Malgré tout, le régime de Sékou Touré a permis à la Guinée de prendre une voie de liberté, d’autonomie et de souveraineté. C’est un pays qui a traversé beaucoup de difficultés, mais il doit être fier de sa résistance et de sa fierté face à l’oppression et à la politique coloniale.
Aujourd’hui, nous voyons que d’autres pays ayant suivi la France, comme le Mali, le Sénégal, le Burkina Faso et le Niger, reviennent sur le choix qu’avait fait la Guinée en 1958. Cela montre que c’était le bon choix.
Il faut que le peuple africain soit indépendant, libre et digne. Les obstacles ont été à la fois politiques et internes. L’histoire tumultueuse de la Guinée a été marquée par l’instabilité, les coups d’État, les divisions ethniques et les violences. Tout cela a empêché le développement économique, malgré les ressources naturelles considérables : la mer, la savane, les montagnes et la forêt.
Aujourd’hui, nous devons dépasser ce passé tumultueux pour refonder l’État et travailler ensemble, dans l’égalité, la cohésion et le patriotisme. Les Guinéens doivent réapprendre à s’aimer, à se faire confiance et à être fiers de leur histoire. Toutes les histoires de construction d’un peuple sont émaillées de violences, de divisions et d’injustices. Nous ne pouvons pas revenir sur le passé, mais nous devons le dépasser pour refonder une société guinéenne rassemblée et orientée dans la même direction.
Mosaiqueguinee.com : Selon vous, quels secteurs devraient être développés pour impulser une vraie croissance économique ?
Pr. Diop : Je pense que le projet Simandou 2040 résume parfaitement cela. C’est un projet bien pensé et conçu qui prend en compte les piliers essentiels du développement : l’éducation, la santé, les infrastructures et l’industrialisation.
Le CNRD est conscient qu’un pays ne peut se développer sans infrastructures, notamment routières. Nous avons vu les récentes inondations : le pays n’est pas suffisamment aménagé, il manque d’énergie, de routes et d’infrastructures de base. Ces quatre piliers sont fondamentaux pour relancer le développement du pays.
Mosaiqueguinee.com : Quel rôle devraient jouer les jeunes pour le développement du pays ?
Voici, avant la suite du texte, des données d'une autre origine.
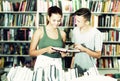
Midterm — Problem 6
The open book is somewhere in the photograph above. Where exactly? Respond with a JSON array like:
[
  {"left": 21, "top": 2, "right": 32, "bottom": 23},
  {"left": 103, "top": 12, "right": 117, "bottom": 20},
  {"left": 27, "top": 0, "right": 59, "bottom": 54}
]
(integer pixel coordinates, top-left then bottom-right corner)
[{"left": 52, "top": 47, "right": 80, "bottom": 53}]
Pr. Diop : Les jeunes sont au cœur du développement, mais ils doivent d’abord être bien formés. Nous avons un problème majeur de formation et d’éducation. Beaucoup de nos étudiants ne peuvent pas répondre à certains appels d’offres faute de bases solides. Une bonne formation, une éducation civique et une citoyenneté responsable sont indispensables.
Beaucoup de jeunes ont été contraints de migrer, parfois au péril de leur vie, faute de conditions favorables dans le pays. Heureusement, il y a eu des investissements dans l’éducation, les salaires des enseignants ont été revalorisés, ce qui est un pas important.
Mosaiqueguinee.com : Pour terminer, quel message souhaitez-vous adresser au peuple de Guinée à l’occasion de ce 67ᵉ anniversaire de l’indépendance ?
Pr. Diop : Mon message clé est d’abord la paix. Sans paix, aucun pays ne peut se développer. L’histoire de notre indépendance a été tumultueuse, avec des violences et des divisions sociales. Il est essentiel que la Guinée accepte la diversité d’opinions et que le peuple soit au cœur des préoccupations des élites.
Les dirigeants doivent servir le pays plutôt que de se servir de lui. Si les Guinéens se rassemblent et travaillent dans la cohésion et la solidarité, le pays pourra enfin réaliser son potentiel.
Mosaiqueguinee.com : Merci beaucoup, professeur Mohamed Moustapha Diop, pour votre disponibilité.
Pr. Diop : Merci à vous et bonne fête de l’indépendance à tous.